What we do at Rock: the workshop board lives in a shared space where the team discusses each exercise. When someone completes a coffee chat and shares what they learned, the insight goes on the card as a comment. When someone prepares for a difficult conversation and it goes well, they share the outcome. The team learns together. Good communication strategies are built through practice, not just training.
"The most important thing in communication is hearing what is not said. Assertive communication teaches you to say what needs to be said, so your team does not have to guess." - Peter Drucker
Who this template is for
Best for: Team leads who notice passive communication patterns (people avoiding conflict, giving vague feedback, not pushing back on unreasonable requests). HR managers looking for a practical team development activity that does not require hiring an external trainer. Remote teams where communication problems are amplified by the lack of in-person cues.
Skip this if: Your team already communicates assertively and handles difficult conversations well. Or if you need clinical-level assertiveness training for specific individuals (that requires a professional coach, not a template).
Tips for running this as a team
Do one exercise per week. The template has 6 exercises, so the workshop takes about 6 weeks. That cadence gives each person time to complete the practice activities (3 coffee chats, 3 conversation preps, 3 feedback meetings) without it feeling rushed.
Start with "Watch TED Talks" if the team is skeptical. It is the lowest-friction exercise. Nobody has to have a difficult conversation or give feedback to a colleague. They just watch 5 talks and share one takeaway. Once the team sees the value, the more challenging exercises (feedback meetings, challenging conversations) feel less intimidating.

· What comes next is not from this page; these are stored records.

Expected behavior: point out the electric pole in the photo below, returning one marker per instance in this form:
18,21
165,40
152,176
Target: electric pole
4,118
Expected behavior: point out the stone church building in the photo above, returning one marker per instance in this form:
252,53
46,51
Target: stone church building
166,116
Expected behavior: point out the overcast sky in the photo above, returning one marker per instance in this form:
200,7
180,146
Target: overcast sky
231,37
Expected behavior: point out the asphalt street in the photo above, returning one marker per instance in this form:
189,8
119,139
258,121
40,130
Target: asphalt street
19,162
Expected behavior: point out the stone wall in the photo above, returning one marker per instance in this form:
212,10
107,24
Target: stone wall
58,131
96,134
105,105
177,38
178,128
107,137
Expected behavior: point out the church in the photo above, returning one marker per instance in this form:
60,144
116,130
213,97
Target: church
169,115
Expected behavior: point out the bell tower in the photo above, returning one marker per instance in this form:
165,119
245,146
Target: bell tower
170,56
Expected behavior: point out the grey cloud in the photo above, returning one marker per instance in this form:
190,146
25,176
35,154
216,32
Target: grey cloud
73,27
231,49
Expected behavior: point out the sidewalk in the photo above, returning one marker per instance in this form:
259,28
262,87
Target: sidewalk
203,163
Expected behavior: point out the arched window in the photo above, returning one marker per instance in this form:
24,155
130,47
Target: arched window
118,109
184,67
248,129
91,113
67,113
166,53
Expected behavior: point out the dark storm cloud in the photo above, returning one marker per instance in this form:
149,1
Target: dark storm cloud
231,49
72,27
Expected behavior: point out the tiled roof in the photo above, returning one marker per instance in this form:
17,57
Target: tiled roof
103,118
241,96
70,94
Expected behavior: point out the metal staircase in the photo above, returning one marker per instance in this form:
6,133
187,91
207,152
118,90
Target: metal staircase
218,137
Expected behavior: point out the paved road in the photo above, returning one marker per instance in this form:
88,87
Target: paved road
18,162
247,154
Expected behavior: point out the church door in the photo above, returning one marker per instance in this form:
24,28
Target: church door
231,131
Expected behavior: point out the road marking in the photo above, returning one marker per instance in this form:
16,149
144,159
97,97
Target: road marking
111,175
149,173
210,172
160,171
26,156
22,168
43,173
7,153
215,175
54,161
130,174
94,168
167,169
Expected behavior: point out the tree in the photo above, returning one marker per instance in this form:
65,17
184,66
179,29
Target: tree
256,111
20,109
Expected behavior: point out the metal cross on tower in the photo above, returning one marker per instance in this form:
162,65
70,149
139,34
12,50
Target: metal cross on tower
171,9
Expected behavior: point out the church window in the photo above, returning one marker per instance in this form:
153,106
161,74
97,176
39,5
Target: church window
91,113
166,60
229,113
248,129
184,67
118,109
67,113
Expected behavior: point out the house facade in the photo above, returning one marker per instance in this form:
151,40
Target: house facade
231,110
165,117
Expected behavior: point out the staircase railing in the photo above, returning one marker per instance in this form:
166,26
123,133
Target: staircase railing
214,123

"Assertiveness is a skill you practice, not a personality trait you are born with. Anyone can learn it. The only question is whether they are willing to feel uncomfortable for a few weeks while the new behavior becomes natural." - Amy Cuddy, Social Psychologist, Harvard Business School
Celebrate when cards move to Done. Each completed exercise represents a real change in how someone communicates. A team member who prepared for and successfully navigated a challenging conversation has grown. Acknowledge that publicly. The board's Done column is not just a record. It is proof that your team is getting better at the thing most teams avoid.